Using a new design tube, Thomson successively showed that: (1) cathode rays are deflected in a magnetic field in the absence of electric; (2) Cathodic rays are deflected in the electric field in the absence of magnetic; and (3) with the simultaneous action of electrical and magnetic fields of a balanced intensity oriented in directions, causing separately deviations in opposite sides, cathode rays spread straightforwardly, that is, the action of two fields is mutually bated.

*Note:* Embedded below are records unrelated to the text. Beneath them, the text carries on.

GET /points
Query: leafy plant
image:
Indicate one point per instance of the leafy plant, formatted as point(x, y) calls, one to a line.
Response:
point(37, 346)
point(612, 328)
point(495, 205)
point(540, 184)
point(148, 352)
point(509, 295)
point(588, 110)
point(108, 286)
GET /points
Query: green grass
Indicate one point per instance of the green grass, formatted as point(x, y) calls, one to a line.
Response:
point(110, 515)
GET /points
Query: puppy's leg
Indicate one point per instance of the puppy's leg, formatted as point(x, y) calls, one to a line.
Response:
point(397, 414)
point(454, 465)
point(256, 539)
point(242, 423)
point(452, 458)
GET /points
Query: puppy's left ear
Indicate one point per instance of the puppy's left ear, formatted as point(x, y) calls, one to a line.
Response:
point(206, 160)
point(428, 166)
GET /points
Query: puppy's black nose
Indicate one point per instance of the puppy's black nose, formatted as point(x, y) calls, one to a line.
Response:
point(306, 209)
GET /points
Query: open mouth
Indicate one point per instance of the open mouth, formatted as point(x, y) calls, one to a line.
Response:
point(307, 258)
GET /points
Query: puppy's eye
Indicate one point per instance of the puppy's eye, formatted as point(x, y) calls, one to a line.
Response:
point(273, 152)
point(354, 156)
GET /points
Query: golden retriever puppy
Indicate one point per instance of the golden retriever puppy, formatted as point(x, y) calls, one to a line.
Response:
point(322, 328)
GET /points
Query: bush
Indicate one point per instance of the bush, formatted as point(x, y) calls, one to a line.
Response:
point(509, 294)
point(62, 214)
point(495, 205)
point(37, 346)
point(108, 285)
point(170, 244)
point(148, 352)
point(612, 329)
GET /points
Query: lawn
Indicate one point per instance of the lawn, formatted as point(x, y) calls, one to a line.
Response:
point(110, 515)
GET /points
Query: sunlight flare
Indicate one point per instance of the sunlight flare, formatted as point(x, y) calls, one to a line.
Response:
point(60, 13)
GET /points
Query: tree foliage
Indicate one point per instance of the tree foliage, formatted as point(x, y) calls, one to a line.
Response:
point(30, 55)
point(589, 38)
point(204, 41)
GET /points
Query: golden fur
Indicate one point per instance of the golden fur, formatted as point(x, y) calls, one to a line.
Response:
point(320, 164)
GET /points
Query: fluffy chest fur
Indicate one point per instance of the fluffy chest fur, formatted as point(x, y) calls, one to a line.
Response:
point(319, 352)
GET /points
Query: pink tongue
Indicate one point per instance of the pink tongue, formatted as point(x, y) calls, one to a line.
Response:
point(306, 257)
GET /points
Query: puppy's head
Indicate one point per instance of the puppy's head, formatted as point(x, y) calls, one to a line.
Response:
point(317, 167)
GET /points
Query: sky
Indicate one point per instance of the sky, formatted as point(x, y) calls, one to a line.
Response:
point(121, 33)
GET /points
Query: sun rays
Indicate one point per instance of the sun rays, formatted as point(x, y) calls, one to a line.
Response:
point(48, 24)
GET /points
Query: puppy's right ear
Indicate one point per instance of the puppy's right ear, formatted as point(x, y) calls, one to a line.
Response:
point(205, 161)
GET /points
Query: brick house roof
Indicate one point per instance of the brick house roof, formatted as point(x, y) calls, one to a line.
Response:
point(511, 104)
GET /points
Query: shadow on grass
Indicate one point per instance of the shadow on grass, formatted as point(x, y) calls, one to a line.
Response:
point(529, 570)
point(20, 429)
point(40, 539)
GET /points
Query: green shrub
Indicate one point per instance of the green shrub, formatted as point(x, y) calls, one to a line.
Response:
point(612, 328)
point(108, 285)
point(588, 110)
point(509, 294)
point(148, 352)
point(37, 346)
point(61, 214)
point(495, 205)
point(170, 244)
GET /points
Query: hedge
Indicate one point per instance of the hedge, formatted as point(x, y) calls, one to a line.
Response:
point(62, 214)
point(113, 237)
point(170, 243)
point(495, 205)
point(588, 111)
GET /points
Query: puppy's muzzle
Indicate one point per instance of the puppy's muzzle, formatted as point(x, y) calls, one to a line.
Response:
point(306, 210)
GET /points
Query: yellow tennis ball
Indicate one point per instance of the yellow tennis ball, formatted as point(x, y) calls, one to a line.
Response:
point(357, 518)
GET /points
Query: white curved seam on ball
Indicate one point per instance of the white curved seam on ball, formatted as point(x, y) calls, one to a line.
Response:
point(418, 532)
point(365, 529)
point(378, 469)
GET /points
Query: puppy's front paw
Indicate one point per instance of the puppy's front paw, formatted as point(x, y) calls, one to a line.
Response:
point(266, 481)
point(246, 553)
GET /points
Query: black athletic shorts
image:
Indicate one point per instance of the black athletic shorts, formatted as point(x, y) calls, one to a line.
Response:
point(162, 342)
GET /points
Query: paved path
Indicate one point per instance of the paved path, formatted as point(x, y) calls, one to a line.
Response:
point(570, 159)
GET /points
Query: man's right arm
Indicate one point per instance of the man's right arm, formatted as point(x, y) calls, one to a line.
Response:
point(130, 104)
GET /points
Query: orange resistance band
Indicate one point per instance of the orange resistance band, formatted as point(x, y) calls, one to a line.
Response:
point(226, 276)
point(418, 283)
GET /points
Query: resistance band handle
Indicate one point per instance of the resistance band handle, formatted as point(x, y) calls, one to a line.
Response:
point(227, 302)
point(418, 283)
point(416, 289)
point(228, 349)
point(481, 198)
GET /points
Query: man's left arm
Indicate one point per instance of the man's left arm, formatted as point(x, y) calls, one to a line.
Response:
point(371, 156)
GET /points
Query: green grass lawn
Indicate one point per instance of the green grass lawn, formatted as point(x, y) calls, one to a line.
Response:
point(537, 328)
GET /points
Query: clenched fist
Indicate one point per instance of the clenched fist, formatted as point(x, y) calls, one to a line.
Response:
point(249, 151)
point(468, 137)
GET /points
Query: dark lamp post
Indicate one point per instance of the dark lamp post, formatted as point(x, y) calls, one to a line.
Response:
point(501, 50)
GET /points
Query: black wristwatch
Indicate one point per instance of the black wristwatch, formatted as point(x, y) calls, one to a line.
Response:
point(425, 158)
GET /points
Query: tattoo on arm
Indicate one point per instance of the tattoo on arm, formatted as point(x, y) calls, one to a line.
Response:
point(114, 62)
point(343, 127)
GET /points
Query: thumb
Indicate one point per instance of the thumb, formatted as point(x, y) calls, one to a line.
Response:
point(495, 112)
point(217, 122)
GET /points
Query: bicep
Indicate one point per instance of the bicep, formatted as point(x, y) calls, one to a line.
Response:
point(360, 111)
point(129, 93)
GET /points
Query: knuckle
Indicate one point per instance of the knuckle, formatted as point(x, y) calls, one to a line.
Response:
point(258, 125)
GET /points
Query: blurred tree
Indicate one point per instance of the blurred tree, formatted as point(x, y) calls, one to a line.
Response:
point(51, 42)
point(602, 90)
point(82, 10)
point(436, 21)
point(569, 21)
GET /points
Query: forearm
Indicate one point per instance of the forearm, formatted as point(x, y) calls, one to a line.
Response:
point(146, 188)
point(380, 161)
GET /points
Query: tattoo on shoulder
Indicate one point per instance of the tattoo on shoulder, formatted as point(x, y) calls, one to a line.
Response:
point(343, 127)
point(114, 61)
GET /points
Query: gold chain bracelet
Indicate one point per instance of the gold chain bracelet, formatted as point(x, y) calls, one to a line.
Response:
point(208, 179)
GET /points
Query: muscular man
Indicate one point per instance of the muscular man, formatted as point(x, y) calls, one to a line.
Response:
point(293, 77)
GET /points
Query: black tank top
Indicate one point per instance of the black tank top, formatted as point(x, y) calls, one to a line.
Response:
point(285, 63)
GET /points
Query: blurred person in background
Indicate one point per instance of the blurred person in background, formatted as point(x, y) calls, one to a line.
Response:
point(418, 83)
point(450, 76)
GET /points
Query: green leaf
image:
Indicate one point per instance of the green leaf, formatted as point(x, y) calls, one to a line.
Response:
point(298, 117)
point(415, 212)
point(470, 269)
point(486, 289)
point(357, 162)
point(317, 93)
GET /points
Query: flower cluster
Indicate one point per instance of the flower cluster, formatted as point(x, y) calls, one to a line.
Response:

Thomson found out that the relationship between electric and magnetic fields, in which their action is balanced, depends on the speed with which the particles are moving. After measuring, Thomson was able to determine the speed of the cathode rays. It turned out that they move significantly slower the speed of light, from which it should be that cathode rays can only be particles, since any electromagnetic radiation, including the light itself, propagates with the speed of light (see the electromagnetic radiation spectrum). These unknown particles. Thomson called "corpuscles", but soon they began to be called "electrons".

Immediately it became clear that the electrons are obliged to exist as part of atoms - otherwise, where did they come from? April 30, 1897 - the date of the report Thomson they received results at the meeting of the London Royal Society - is considered the birthday of an electron. And on this day, it was deposited into the past idea of \u200b\u200bthe "indivisibility" of atoms (see the atomic theory of the structure of the substance). Together with the discovery of the atomic nucleus that followed in ten with a small years (see Rangeford's experience) The opening of an electron laid the foundation of the modern atom model.

The "cathode" described above, or rather, the electron-ray tubes became the simplest predecessors of modern television kinescops and computer monitors, in which strictly controlled amounts of electrons are knocked out from the surface of the hot cathode, under the influence of variables of magnetic fields are deflected under strictly specified angles and bombard phosphorevating screens cells. By forming a clear image that arises as a result of a photoelectric effect, the discovery of which would also be impossible without our knowledge of the true nature of the cathode rays.

3.2. Specific Rutherford

Ernest Rutherford, Baron Rutherford Nelsonsky I Ernest Rutherford, First Baron Rutherford of Nelson, 1871-1937

New Zealand physicist. Born in Nelson, in the family of an artisan farmer. Won a scholarship for education at the University of Cambridge in England. After his end, he received an appointment to the Canadian University of McIl (McGill University), where in conjunction with Frederick Soddy (Frederick Soddy, 1877-1966) established the basic laws of the phenomenon of radioactivity, for which in 1908 was awarded the Nobel Prize in Chemistry. Soon the scientist moved to the University of Manchester, where under his leadership Hans Geiger (Hans Geiger, 1882-1945) invented his famous heiger counter, engaged in the study of the structure of the atom and in 1911 opened the existence of the atomic nucleus. During the First World War, he was engaged in the development of Sonarov (acoustic radars) to detect the enemy submarines. In 1919, he was appointed professor of physics and director of the Cabinder University of Cambridge and, in the same year, opened the decay of the kernel as a result of the bombardment with heavy high-energy particles. In this post, Rutherford remained until the end of his life, at the same time being the president of the Royal Scientific Society over the years. He was buried in Westminster Abbey next to Newton, Darwin and Faraday.

Ernest Rutherford - a unique scientist in the sense that he made his main discoveries after receiving the Nobel Prize. In 1911 he managed an experiment, who not only allowed scientists to look deep into atom and get an idea of \u200b\u200bits structure, but also became a sample of the grace and depth of the plan.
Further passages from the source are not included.